このグラフにあるように、すべての医療データが電子化されると、Administrative(管理)コストが少しずつ下がっていくことが期待できるのではないでしょうか。

アメリカの病院というのは基本的にアポイントメント(予約)が必要です。アポイントメントがない場合は、アージェントケアと呼ばれる救急病院に行く必要があります。しかしほとんどの救急病院は待ち時間が非常に長い上に、費用が通常よりもはるかに高額になります。

管理体制が整っている病院ばかりではないので、アポイントメントを取ってから受診するまでに平均で24日も待たなければならないというデータがあります。

それを解決するのが「Solv」と呼ばれるサービスです。必要に応じてアージェントケアを提供するというもので最短で15分、通常2時間程度でアージェントケアのアポイントメントがとれるので、受診までの待ち時間が大幅に削減されます。

病院に行く必要がある場合もあれば、単純な風邪などの場合は遠隔でも十分診断ができる場合もあります。
そんなニーズに応えて、「Telemedicine(遠隔医療)」が大きく普及してきています。

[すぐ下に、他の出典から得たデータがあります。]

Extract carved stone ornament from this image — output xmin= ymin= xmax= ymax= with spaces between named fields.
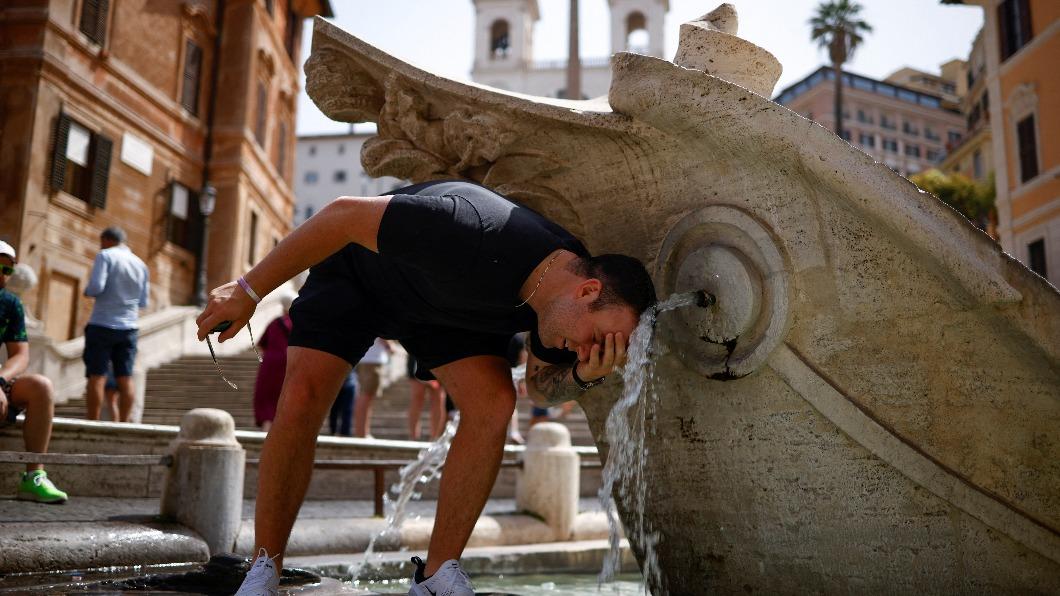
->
xmin=306 ymin=5 xmax=1060 ymax=594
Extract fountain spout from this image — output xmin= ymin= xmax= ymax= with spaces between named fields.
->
xmin=695 ymin=290 xmax=718 ymax=309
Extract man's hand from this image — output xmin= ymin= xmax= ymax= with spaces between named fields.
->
xmin=195 ymin=281 xmax=258 ymax=341
xmin=575 ymin=333 xmax=625 ymax=381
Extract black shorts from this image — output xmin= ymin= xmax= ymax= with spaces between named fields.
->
xmin=82 ymin=325 xmax=138 ymax=378
xmin=288 ymin=245 xmax=511 ymax=380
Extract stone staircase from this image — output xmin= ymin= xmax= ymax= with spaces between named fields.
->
xmin=55 ymin=351 xmax=594 ymax=445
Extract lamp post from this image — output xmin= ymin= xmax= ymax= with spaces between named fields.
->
xmin=195 ymin=182 xmax=217 ymax=308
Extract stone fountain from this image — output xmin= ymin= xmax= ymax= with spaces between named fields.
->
xmin=306 ymin=5 xmax=1060 ymax=594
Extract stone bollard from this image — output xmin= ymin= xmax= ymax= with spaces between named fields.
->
xmin=161 ymin=408 xmax=246 ymax=555
xmin=515 ymin=422 xmax=581 ymax=540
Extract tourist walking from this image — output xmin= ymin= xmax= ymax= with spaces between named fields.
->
xmin=197 ymin=181 xmax=655 ymax=596
xmin=353 ymin=337 xmax=391 ymax=437
xmin=406 ymin=354 xmax=445 ymax=441
xmin=82 ymin=227 xmax=151 ymax=422
xmin=253 ymin=294 xmax=295 ymax=433
xmin=0 ymin=241 xmax=67 ymax=503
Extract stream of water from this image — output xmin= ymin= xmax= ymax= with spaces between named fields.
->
xmin=350 ymin=413 xmax=460 ymax=578
xmin=599 ymin=292 xmax=699 ymax=594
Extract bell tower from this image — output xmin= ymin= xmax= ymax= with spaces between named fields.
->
xmin=608 ymin=0 xmax=670 ymax=57
xmin=474 ymin=0 xmax=541 ymax=71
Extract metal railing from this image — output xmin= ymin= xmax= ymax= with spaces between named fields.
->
xmin=0 ymin=451 xmax=602 ymax=518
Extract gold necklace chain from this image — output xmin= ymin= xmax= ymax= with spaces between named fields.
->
xmin=515 ymin=250 xmax=561 ymax=309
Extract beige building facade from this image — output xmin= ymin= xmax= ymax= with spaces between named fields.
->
xmin=0 ymin=0 xmax=331 ymax=340
xmin=775 ymin=66 xmax=965 ymax=176
xmin=939 ymin=30 xmax=994 ymax=183
xmin=965 ymin=0 xmax=1060 ymax=285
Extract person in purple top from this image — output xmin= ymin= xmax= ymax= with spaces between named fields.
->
xmin=83 ymin=227 xmax=151 ymax=422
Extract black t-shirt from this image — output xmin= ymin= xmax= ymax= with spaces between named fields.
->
xmin=352 ymin=181 xmax=588 ymax=363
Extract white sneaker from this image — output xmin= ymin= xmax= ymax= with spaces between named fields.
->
xmin=235 ymin=548 xmax=280 ymax=596
xmin=408 ymin=557 xmax=475 ymax=596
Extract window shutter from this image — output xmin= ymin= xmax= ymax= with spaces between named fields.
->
xmin=1015 ymin=116 xmax=1038 ymax=182
xmin=1015 ymin=0 xmax=1034 ymax=50
xmin=88 ymin=135 xmax=114 ymax=209
xmin=997 ymin=0 xmax=1012 ymax=62
xmin=95 ymin=0 xmax=110 ymax=46
xmin=180 ymin=39 xmax=202 ymax=116
xmin=49 ymin=112 xmax=70 ymax=191
xmin=254 ymin=83 xmax=268 ymax=148
xmin=81 ymin=0 xmax=110 ymax=46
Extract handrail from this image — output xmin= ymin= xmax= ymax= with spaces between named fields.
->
xmin=0 ymin=451 xmax=602 ymax=518
xmin=0 ymin=451 xmax=173 ymax=467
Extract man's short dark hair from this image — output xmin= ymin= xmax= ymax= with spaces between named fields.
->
xmin=572 ymin=255 xmax=656 ymax=317
xmin=100 ymin=226 xmax=125 ymax=244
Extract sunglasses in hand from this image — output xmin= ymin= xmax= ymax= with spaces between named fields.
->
xmin=206 ymin=320 xmax=262 ymax=389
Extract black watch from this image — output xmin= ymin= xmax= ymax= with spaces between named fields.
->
xmin=570 ymin=363 xmax=604 ymax=391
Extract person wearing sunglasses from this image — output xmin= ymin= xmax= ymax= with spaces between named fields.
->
xmin=0 ymin=241 xmax=67 ymax=503
xmin=197 ymin=180 xmax=655 ymax=596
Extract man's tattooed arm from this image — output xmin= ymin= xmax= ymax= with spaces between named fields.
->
xmin=527 ymin=358 xmax=585 ymax=407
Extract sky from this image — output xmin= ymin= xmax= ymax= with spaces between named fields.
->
xmin=298 ymin=0 xmax=983 ymax=135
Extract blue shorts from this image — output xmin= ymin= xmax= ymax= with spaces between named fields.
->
xmin=82 ymin=325 xmax=137 ymax=376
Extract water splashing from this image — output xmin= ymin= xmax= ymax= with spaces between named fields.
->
xmin=599 ymin=292 xmax=699 ymax=594
xmin=349 ymin=413 xmax=460 ymax=579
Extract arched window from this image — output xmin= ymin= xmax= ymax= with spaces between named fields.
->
xmin=625 ymin=12 xmax=650 ymax=54
xmin=490 ymin=19 xmax=509 ymax=59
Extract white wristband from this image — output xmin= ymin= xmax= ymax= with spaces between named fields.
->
xmin=237 ymin=277 xmax=262 ymax=304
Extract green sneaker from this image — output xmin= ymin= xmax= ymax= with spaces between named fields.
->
xmin=18 ymin=470 xmax=67 ymax=503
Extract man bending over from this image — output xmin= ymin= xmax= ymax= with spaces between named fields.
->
xmin=197 ymin=181 xmax=655 ymax=595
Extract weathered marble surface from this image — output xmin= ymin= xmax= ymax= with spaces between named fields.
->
xmin=306 ymin=6 xmax=1060 ymax=594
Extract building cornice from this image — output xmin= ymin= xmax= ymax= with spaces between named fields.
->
xmin=997 ymin=19 xmax=1060 ymax=76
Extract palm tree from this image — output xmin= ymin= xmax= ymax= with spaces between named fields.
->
xmin=810 ymin=0 xmax=872 ymax=137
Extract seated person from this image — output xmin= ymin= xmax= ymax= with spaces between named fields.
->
xmin=0 ymin=241 xmax=67 ymax=503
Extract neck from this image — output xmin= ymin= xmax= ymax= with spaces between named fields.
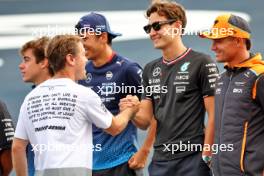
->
xmin=228 ymin=50 xmax=250 ymax=67
xmin=34 ymin=72 xmax=51 ymax=85
xmin=92 ymin=45 xmax=113 ymax=67
xmin=52 ymin=70 xmax=76 ymax=81
xmin=162 ymin=39 xmax=187 ymax=61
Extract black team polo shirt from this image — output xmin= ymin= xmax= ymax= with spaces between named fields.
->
xmin=142 ymin=48 xmax=218 ymax=161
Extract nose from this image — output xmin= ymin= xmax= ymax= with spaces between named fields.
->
xmin=211 ymin=40 xmax=217 ymax=51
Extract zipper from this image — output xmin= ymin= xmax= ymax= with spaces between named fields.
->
xmin=240 ymin=121 xmax=248 ymax=172
xmin=217 ymin=72 xmax=233 ymax=175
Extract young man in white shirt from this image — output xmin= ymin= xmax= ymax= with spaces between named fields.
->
xmin=12 ymin=35 xmax=138 ymax=176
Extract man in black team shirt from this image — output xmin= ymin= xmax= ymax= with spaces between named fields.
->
xmin=120 ymin=2 xmax=218 ymax=176
xmin=0 ymin=100 xmax=15 ymax=176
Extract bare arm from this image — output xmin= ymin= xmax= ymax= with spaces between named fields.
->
xmin=0 ymin=149 xmax=13 ymax=176
xmin=132 ymin=99 xmax=153 ymax=130
xmin=128 ymin=117 xmax=157 ymax=169
xmin=203 ymin=96 xmax=214 ymax=156
xmin=105 ymin=96 xmax=140 ymax=136
xmin=12 ymin=138 xmax=28 ymax=176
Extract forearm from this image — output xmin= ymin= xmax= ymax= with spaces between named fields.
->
xmin=203 ymin=115 xmax=214 ymax=156
xmin=132 ymin=100 xmax=153 ymax=130
xmin=132 ymin=115 xmax=151 ymax=130
xmin=108 ymin=108 xmax=135 ymax=136
xmin=140 ymin=117 xmax=157 ymax=154
xmin=12 ymin=140 xmax=27 ymax=176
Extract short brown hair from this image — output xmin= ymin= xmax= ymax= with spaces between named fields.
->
xmin=20 ymin=36 xmax=53 ymax=75
xmin=46 ymin=35 xmax=81 ymax=73
xmin=146 ymin=1 xmax=187 ymax=33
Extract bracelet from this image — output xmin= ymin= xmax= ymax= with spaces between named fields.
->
xmin=202 ymin=155 xmax=212 ymax=164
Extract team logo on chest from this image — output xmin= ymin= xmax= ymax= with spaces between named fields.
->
xmin=105 ymin=71 xmax=113 ymax=80
xmin=181 ymin=62 xmax=190 ymax=72
xmin=85 ymin=73 xmax=92 ymax=83
xmin=152 ymin=67 xmax=161 ymax=77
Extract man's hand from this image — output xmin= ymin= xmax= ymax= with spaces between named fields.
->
xmin=128 ymin=149 xmax=149 ymax=169
xmin=119 ymin=95 xmax=140 ymax=113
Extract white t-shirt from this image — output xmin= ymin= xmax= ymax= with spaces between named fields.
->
xmin=15 ymin=78 xmax=113 ymax=171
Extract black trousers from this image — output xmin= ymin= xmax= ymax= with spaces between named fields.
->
xmin=93 ymin=162 xmax=143 ymax=176
xmin=149 ymin=153 xmax=211 ymax=176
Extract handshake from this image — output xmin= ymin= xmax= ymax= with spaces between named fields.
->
xmin=119 ymin=95 xmax=140 ymax=115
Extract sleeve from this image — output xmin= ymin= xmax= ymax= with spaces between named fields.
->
xmin=256 ymin=74 xmax=264 ymax=111
xmin=126 ymin=63 xmax=142 ymax=99
xmin=199 ymin=55 xmax=218 ymax=97
xmin=15 ymin=101 xmax=29 ymax=140
xmin=84 ymin=90 xmax=113 ymax=129
xmin=0 ymin=101 xmax=14 ymax=150
xmin=141 ymin=65 xmax=153 ymax=100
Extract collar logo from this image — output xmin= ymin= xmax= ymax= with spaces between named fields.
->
xmin=85 ymin=73 xmax=92 ymax=83
xmin=105 ymin=71 xmax=113 ymax=80
xmin=181 ymin=62 xmax=190 ymax=72
xmin=152 ymin=67 xmax=161 ymax=77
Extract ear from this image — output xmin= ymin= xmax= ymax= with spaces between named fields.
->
xmin=65 ymin=54 xmax=75 ymax=66
xmin=235 ymin=38 xmax=246 ymax=48
xmin=172 ymin=21 xmax=182 ymax=35
xmin=100 ymin=32 xmax=108 ymax=43
xmin=39 ymin=58 xmax=49 ymax=69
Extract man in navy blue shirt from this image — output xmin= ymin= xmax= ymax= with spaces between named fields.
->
xmin=75 ymin=12 xmax=142 ymax=176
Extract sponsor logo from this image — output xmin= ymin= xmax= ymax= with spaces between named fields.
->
xmin=105 ymin=71 xmax=113 ymax=80
xmin=181 ymin=62 xmax=190 ymax=72
xmin=176 ymin=86 xmax=186 ymax=93
xmin=175 ymin=75 xmax=189 ymax=80
xmin=205 ymin=63 xmax=216 ymax=67
xmin=244 ymin=71 xmax=250 ymax=78
xmin=152 ymin=67 xmax=161 ymax=77
xmin=209 ymin=67 xmax=217 ymax=73
xmin=235 ymin=82 xmax=246 ymax=86
xmin=85 ymin=73 xmax=92 ymax=83
xmin=233 ymin=88 xmax=243 ymax=94
xmin=215 ymin=88 xmax=221 ymax=95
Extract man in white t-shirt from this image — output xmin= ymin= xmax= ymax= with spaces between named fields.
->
xmin=12 ymin=35 xmax=138 ymax=176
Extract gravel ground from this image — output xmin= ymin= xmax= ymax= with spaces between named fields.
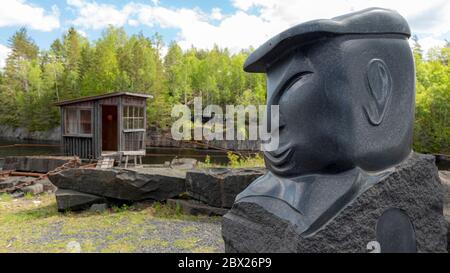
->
xmin=0 ymin=194 xmax=224 ymax=253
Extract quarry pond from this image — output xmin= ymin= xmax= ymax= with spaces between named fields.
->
xmin=0 ymin=138 xmax=237 ymax=168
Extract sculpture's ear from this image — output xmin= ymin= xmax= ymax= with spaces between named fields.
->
xmin=364 ymin=59 xmax=392 ymax=126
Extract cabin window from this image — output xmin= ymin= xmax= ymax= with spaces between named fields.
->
xmin=80 ymin=110 xmax=92 ymax=135
xmin=64 ymin=108 xmax=92 ymax=135
xmin=123 ymin=106 xmax=145 ymax=130
xmin=65 ymin=108 xmax=78 ymax=134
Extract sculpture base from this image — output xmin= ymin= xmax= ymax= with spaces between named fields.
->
xmin=222 ymin=154 xmax=447 ymax=252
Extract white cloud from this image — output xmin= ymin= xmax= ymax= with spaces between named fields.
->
xmin=210 ymin=8 xmax=223 ymax=20
xmin=0 ymin=44 xmax=11 ymax=69
xmin=419 ymin=36 xmax=446 ymax=52
xmin=67 ymin=0 xmax=133 ymax=29
xmin=0 ymin=0 xmax=60 ymax=31
xmin=67 ymin=0 xmax=450 ymax=52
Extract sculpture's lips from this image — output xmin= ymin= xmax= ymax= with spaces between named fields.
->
xmin=265 ymin=146 xmax=294 ymax=166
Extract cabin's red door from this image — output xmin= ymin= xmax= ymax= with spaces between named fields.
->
xmin=102 ymin=105 xmax=118 ymax=151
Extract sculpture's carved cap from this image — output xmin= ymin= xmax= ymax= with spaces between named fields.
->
xmin=244 ymin=8 xmax=411 ymax=72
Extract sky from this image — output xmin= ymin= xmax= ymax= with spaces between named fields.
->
xmin=0 ymin=0 xmax=450 ymax=67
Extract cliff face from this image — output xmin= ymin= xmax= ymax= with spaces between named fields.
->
xmin=0 ymin=125 xmax=61 ymax=141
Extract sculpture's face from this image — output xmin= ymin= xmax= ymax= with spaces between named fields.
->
xmin=265 ymin=36 xmax=414 ymax=176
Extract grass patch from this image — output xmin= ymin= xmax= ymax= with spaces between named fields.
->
xmin=0 ymin=193 xmax=13 ymax=202
xmin=198 ymin=152 xmax=265 ymax=168
xmin=0 ymin=194 xmax=218 ymax=253
xmin=173 ymin=237 xmax=200 ymax=251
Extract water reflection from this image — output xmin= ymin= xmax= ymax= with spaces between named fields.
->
xmin=0 ymin=138 xmax=256 ymax=167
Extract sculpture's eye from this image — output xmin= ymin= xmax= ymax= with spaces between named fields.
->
xmin=282 ymin=71 xmax=313 ymax=92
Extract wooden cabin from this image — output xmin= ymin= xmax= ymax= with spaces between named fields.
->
xmin=56 ymin=92 xmax=151 ymax=159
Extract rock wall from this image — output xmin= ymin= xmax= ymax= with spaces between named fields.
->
xmin=146 ymin=129 xmax=260 ymax=151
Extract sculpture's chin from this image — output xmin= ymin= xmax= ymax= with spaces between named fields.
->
xmin=264 ymin=146 xmax=295 ymax=174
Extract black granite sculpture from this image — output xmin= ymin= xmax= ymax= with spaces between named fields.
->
xmin=223 ymin=8 xmax=446 ymax=252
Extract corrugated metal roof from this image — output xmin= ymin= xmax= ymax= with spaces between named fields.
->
xmin=55 ymin=92 xmax=153 ymax=106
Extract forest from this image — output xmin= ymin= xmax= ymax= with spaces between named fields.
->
xmin=0 ymin=27 xmax=450 ymax=154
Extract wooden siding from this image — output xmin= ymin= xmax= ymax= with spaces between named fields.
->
xmin=63 ymin=137 xmax=96 ymax=159
xmin=60 ymin=92 xmax=146 ymax=159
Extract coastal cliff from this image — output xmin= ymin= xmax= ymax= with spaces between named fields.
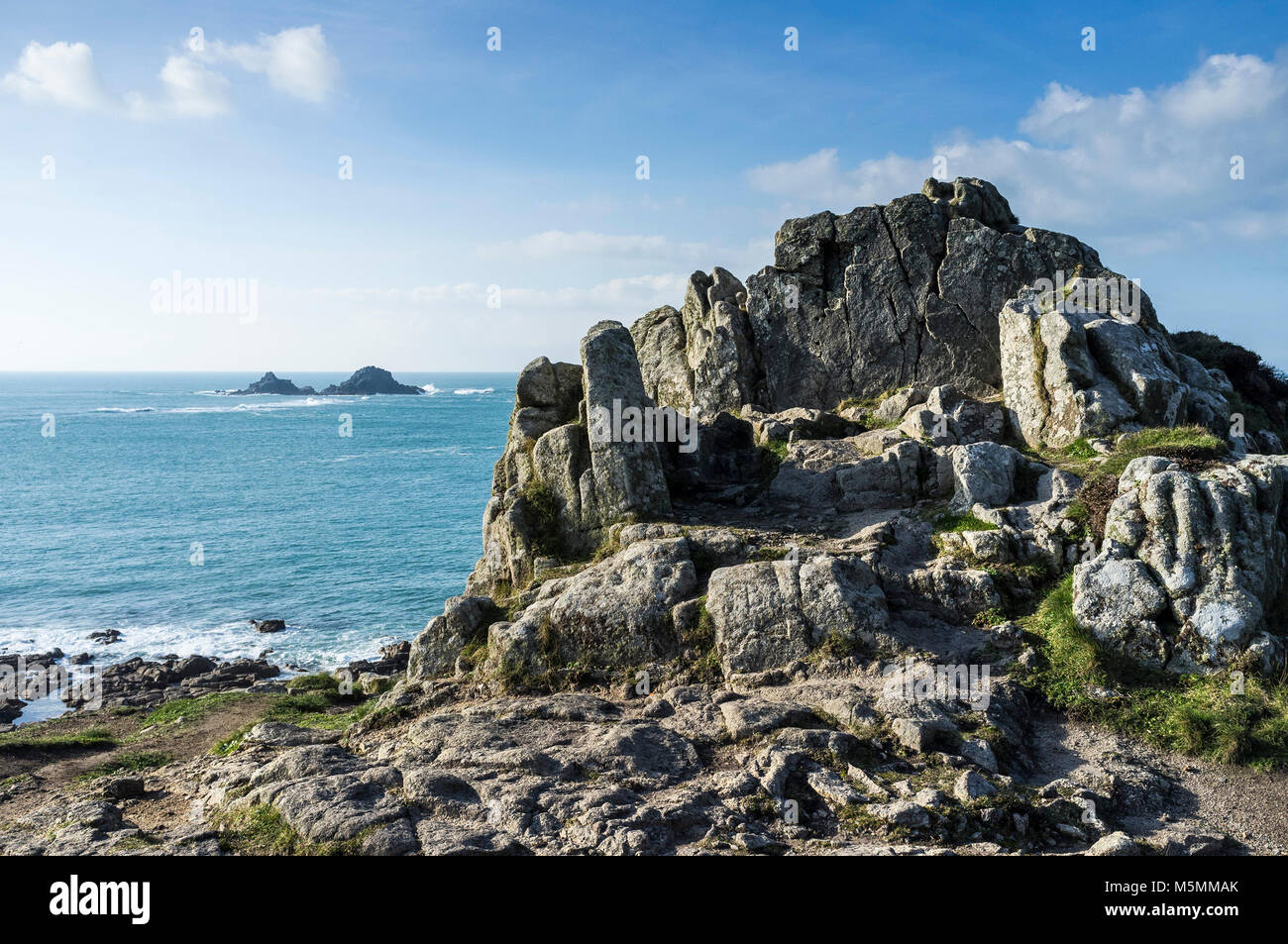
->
xmin=0 ymin=177 xmax=1288 ymax=855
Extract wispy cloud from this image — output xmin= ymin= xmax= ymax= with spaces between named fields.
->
xmin=199 ymin=26 xmax=340 ymax=104
xmin=0 ymin=26 xmax=340 ymax=121
xmin=747 ymin=54 xmax=1288 ymax=250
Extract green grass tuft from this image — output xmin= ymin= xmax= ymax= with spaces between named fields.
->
xmin=1024 ymin=576 xmax=1288 ymax=768
xmin=77 ymin=751 xmax=174 ymax=781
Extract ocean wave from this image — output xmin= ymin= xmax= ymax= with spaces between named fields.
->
xmin=0 ymin=619 xmax=391 ymax=670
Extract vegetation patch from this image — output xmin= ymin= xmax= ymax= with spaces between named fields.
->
xmin=1070 ymin=426 xmax=1229 ymax=541
xmin=679 ymin=596 xmax=724 ymax=685
xmin=1172 ymin=331 xmax=1288 ymax=439
xmin=216 ymin=803 xmax=362 ymax=855
xmin=0 ymin=728 xmax=120 ymax=751
xmin=77 ymin=751 xmax=174 ymax=781
xmin=926 ymin=505 xmax=997 ymax=535
xmin=1021 ymin=576 xmax=1288 ymax=768
xmin=519 ymin=476 xmax=563 ymax=558
xmin=139 ymin=691 xmax=261 ymax=729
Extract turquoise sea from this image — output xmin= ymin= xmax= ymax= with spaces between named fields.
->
xmin=0 ymin=370 xmax=515 ymax=669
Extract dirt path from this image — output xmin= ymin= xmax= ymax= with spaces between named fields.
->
xmin=0 ymin=694 xmax=271 ymax=829
xmin=1025 ymin=711 xmax=1288 ymax=855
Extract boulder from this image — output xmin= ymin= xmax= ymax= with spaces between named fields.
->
xmin=486 ymin=537 xmax=697 ymax=685
xmin=707 ymin=555 xmax=889 ymax=674
xmin=747 ymin=177 xmax=1099 ymax=409
xmin=999 ymin=279 xmax=1231 ymax=446
xmin=1074 ymin=456 xmax=1288 ymax=673
xmin=631 ymin=266 xmax=759 ymax=417
xmin=407 ymin=596 xmax=501 ymax=679
xmin=580 ymin=321 xmax=671 ymax=527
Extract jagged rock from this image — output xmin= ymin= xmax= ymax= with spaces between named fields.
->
xmin=407 ymin=596 xmax=501 ymax=679
xmin=631 ymin=266 xmax=757 ymax=417
xmin=864 ymin=799 xmax=930 ymax=829
xmin=872 ymin=386 xmax=928 ymax=422
xmin=953 ymin=770 xmax=997 ymax=803
xmin=229 ymin=370 xmax=316 ymax=396
xmin=707 ymin=555 xmax=889 ymax=674
xmin=770 ymin=439 xmax=939 ymax=511
xmin=1086 ymin=832 xmax=1141 ymax=855
xmin=896 ymin=385 xmax=1005 ymax=446
xmin=486 ymin=537 xmax=697 ymax=683
xmin=580 ymin=321 xmax=671 ymax=527
xmin=747 ymin=179 xmax=1100 ymax=409
xmin=1074 ymin=456 xmax=1288 ymax=673
xmin=999 ymin=278 xmax=1231 ymax=446
xmin=322 ymin=366 xmax=425 ymax=396
xmin=658 ymin=412 xmax=772 ymax=503
xmin=741 ymin=407 xmax=864 ymax=443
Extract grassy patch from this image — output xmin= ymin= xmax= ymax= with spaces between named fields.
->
xmin=139 ymin=691 xmax=259 ymax=728
xmin=1172 ymin=331 xmax=1288 ymax=438
xmin=926 ymin=506 xmax=997 ymax=535
xmin=0 ymin=728 xmax=120 ymax=751
xmin=218 ymin=803 xmax=361 ymax=855
xmin=1024 ymin=576 xmax=1288 ymax=768
xmin=677 ymin=596 xmax=724 ymax=685
xmin=519 ymin=477 xmax=563 ymax=558
xmin=284 ymin=673 xmax=340 ymax=694
xmin=77 ymin=751 xmax=174 ymax=781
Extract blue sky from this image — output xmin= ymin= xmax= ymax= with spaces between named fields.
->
xmin=0 ymin=0 xmax=1288 ymax=374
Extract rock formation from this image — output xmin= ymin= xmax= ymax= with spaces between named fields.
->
xmin=0 ymin=179 xmax=1288 ymax=855
xmin=322 ymin=367 xmax=425 ymax=396
xmin=229 ymin=370 xmax=316 ymax=396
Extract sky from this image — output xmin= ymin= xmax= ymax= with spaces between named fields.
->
xmin=0 ymin=0 xmax=1288 ymax=376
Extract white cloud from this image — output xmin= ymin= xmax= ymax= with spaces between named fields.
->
xmin=209 ymin=26 xmax=340 ymax=104
xmin=480 ymin=229 xmax=707 ymax=259
xmin=0 ymin=43 xmax=110 ymax=110
xmin=125 ymin=55 xmax=232 ymax=119
xmin=0 ymin=26 xmax=340 ymax=120
xmin=747 ymin=55 xmax=1288 ymax=250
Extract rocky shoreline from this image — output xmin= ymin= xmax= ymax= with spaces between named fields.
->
xmin=0 ymin=177 xmax=1288 ymax=855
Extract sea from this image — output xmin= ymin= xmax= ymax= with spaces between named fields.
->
xmin=0 ymin=370 xmax=515 ymax=695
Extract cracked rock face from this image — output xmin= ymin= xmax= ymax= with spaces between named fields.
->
xmin=1073 ymin=456 xmax=1288 ymax=673
xmin=999 ymin=279 xmax=1231 ymax=446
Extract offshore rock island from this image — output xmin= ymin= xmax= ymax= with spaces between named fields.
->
xmin=0 ymin=177 xmax=1288 ymax=855
xmin=228 ymin=367 xmax=424 ymax=396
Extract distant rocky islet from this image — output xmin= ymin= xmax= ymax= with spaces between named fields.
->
xmin=223 ymin=366 xmax=424 ymax=396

左のグラフは、Telemedicineを採用している病院を示しています。採用している病院が8割近くまで増えていることがわかります。
右のグラフは、Telemedicineの受診者数を表しています。受診者数は右肩上がりで増えていて300万人に届く勢いです。

アメリカに住んでいる私の体感値としても、Telemedicineが増加しているというのは納得感が高いデータです。最近は健康に関して重篤な症状ではなく少し困った程度であれば、病院に行くのではなく、自分の主治医にメッセージを送り、必要であれば電話をして解決するケースが圧倒的に増えました。

このように遠隔医療で病院に行かなくても問題が解決できるケースが増えており、とても時間の節約になるだけではなく、医療費も大幅に削減できていると体感しています。

最後は「予防医療」の事例です。

いかにもアメリカらしいやり方ですが、図の左側のようにアプリ上で指定された健康に良いタスクをこなすと、ギフトカードなどの報酬が得られるというサービスが出てきています。右のグラフは、タスクに対して支払われた累計の報酬額で、急速に伸長していることが分かります。

医療費を削減する一番良い方法は病気にならないことなので、このように予防のために多少の報酬を付与したとしても、トータルとしてはコスト削減になるという考え方に基づいています。

以上、今回はアメリカの国家予算と主に医療費周りの問題点とその解決策を整理してみました。皆さんはどのように感じられましたでしょうか。

Internet Trendsに登場する「アメリカの国家としての決算」は、私が個人的に大好きなシリーズなので、また機会があれば取り上げてみたいと思います。